Ein vorab festgelegter Therapieplan sollte grundsätzlich - unabhängig um welches Störungsbild es sich handelt - nach den individuellen Bedürfnissen des Kindes bzw. des Jugendlichen erstellt werden. Vor allem bei ADHS hat sich eine multimodale Behandlung unter Einbezug verschiedenster Professionen (Psychologie, Ergotherapie, etc.) als zielführend bei der Reduktion der Symptome erwiesen. Wie bereits in einem Konsensuspapier in Deutschland bei der ADHS-Therapie festgelegt, sollten Medika-mente nur dann verschrieben und verabreicht werden, wenn alle anderen Behand-lungsmaßnahmen ausgeschöpft wurden und nicht zur Reduktion der Symptomatik geführt haben.

 

Die Verabreichung von Psychopharmaka ist der letzte Schritt in der vorgesehenen Beratungs- und Therapiekette. Dieser darf aber bei einem entsprechend gesichertem Bedarf nicht verteufelt oder verwehrt werden, da er oftmals eine notwendige und hilfreiche Unterstützung für die Lebensbewältigung betroffener Kinder darstellt (ich darf dazu auch auf meine Ausführungen zu Frage 5 verweisen).

 

Jedenfalls muss in der begleitenden Aufklärung das altersgerechte Verständnis hergestellt und eine dem Alter angemessene Selbstbestimmtheit und Partizipation gewährleistet werden.

 

Frage 5:

In meinem Ressort gibt es derzeit verstärkte Bemühungen, sich der Thematik ADHS fachkundig und in Form einer fundierten wissenschaftlichen Auseinandersetzung zu widmen. Daher habe ich auch den obersten Sanitätsrat mit dieser Problematik befasst. Vertreter verschiedener Berufsgruppen (ÄrztInnen, PsychologInnen, LehrerInnen, etc.), die in ihrem beruflichen Alltag regelmäßig und intensiv mit der Problematik ADHS befasst sind, beschäftigen sich wissenschaftlich fundiert mit der komplexen Thematik der Zunahme an Verordnungen von Medikamenten für Kinder- und Jugendliche mit ADHS in den letzten Jahren.   

 

Vorrangiges Ziel dabei ist es, wie in anderen EU Ländern bereits etabliert, klare Richtlinien in der Vorgangsweise in Bezug auf Diagnostik und Therapie bei Kindern und Jugendlichen mit ADHS zu schaffen und diese auch in die Praxis umzusetzen. Dies betrifft und erfordert unter anderem:

- psychologische und psychotherapeutische Standards in Diagnostik und Therapie von Kindern mit ADHS

- psychopharmakologische Behandlungsrichtlinien

- fachärztliche (Kinder- und Jugendpsychiatrische) Abklärung und case-management

- neben der Einbindung dieser Berufsgruppen vor allem auch die Einbindung von Pädagogen, um betroffene Kinder und Eltern im Alltag zu unterstützen.

 

Da ADHS mit massiven Belastungen für die betroffenen Kinder bzw. Jugendlichen und ihre Familien einhergeht ist auch hier ein multiprofessionelles Vorgehen erforderlich. Die kompetente Entscheidungsfindung ärztlicherseits und die rechtzeitige fachgerechte Intervention spielen dabei eine entscheidende Rolle.

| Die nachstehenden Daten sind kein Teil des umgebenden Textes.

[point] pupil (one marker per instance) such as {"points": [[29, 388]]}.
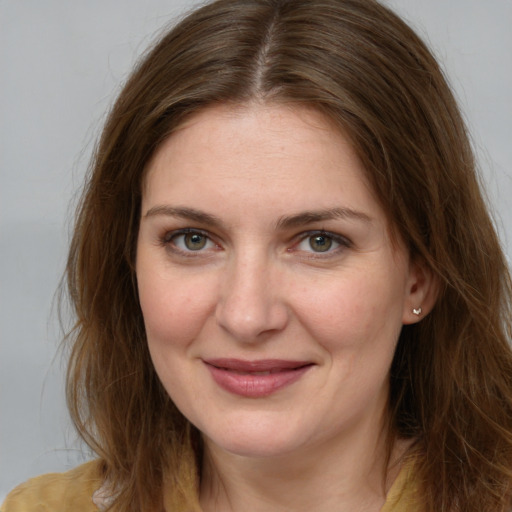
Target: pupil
{"points": [[194, 241], [320, 243]]}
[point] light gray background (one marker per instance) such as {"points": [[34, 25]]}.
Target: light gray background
{"points": [[61, 64]]}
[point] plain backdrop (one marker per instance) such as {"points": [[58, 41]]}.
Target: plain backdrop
{"points": [[61, 65]]}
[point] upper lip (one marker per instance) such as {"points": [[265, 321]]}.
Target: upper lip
{"points": [[261, 365]]}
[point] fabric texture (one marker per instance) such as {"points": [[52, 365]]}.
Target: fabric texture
{"points": [[82, 490]]}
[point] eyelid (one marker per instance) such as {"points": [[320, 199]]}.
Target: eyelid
{"points": [[167, 241], [342, 241]]}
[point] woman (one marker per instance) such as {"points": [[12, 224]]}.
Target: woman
{"points": [[289, 293]]}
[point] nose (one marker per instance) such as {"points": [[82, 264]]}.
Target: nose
{"points": [[251, 305]]}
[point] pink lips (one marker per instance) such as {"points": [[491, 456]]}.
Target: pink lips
{"points": [[255, 379]]}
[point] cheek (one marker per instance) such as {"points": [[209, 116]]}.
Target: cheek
{"points": [[362, 309], [174, 309]]}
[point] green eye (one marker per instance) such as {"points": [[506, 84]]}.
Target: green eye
{"points": [[194, 241], [320, 243]]}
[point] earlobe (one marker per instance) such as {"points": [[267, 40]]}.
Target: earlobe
{"points": [[421, 292]]}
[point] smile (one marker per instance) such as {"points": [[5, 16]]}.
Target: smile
{"points": [[255, 379]]}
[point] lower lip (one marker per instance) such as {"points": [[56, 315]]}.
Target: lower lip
{"points": [[255, 386]]}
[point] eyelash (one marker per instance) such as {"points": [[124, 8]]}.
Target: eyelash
{"points": [[169, 242]]}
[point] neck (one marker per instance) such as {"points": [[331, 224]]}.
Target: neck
{"points": [[349, 475]]}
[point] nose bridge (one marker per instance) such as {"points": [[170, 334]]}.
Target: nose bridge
{"points": [[250, 303]]}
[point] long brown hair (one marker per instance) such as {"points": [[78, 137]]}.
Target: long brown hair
{"points": [[359, 64]]}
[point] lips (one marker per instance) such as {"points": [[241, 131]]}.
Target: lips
{"points": [[256, 379]]}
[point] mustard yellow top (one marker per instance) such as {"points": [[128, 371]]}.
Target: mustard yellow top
{"points": [[79, 490]]}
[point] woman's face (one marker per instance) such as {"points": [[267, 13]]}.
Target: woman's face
{"points": [[272, 295]]}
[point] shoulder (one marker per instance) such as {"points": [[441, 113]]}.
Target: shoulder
{"points": [[57, 492]]}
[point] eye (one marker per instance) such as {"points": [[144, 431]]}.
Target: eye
{"points": [[321, 242], [188, 241]]}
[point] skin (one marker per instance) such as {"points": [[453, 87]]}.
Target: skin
{"points": [[249, 282]]}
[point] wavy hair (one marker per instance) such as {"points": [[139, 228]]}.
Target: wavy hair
{"points": [[360, 65]]}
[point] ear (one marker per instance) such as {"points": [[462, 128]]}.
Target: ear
{"points": [[421, 292]]}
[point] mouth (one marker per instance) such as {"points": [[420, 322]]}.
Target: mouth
{"points": [[256, 379]]}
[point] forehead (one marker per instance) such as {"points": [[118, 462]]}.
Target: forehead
{"points": [[255, 155]]}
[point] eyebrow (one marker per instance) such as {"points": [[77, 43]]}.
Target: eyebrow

Medikamentöse Therapiemöglichkeiten (Methylphenidat, Atomoxetin) spielen nach wissenschaftlicher Evidenz eine wichtige Rolle in der Behandlung von ADHS. Die fachgerechte Anwendung dieser Medikamente und die laufende Evaluierung der medikamentösen Therapie in Hinblick auf Wirkung und mögliche Nebenwirkungen sind entscheidend für den (langfristigen) Therapieerfolg.

 

Frage 7:

Wissenschaftliche Forschungen, auch aus dem Bereich der Medizin, ressortieren im Bundesministerium für Wissenschaft und Forschung.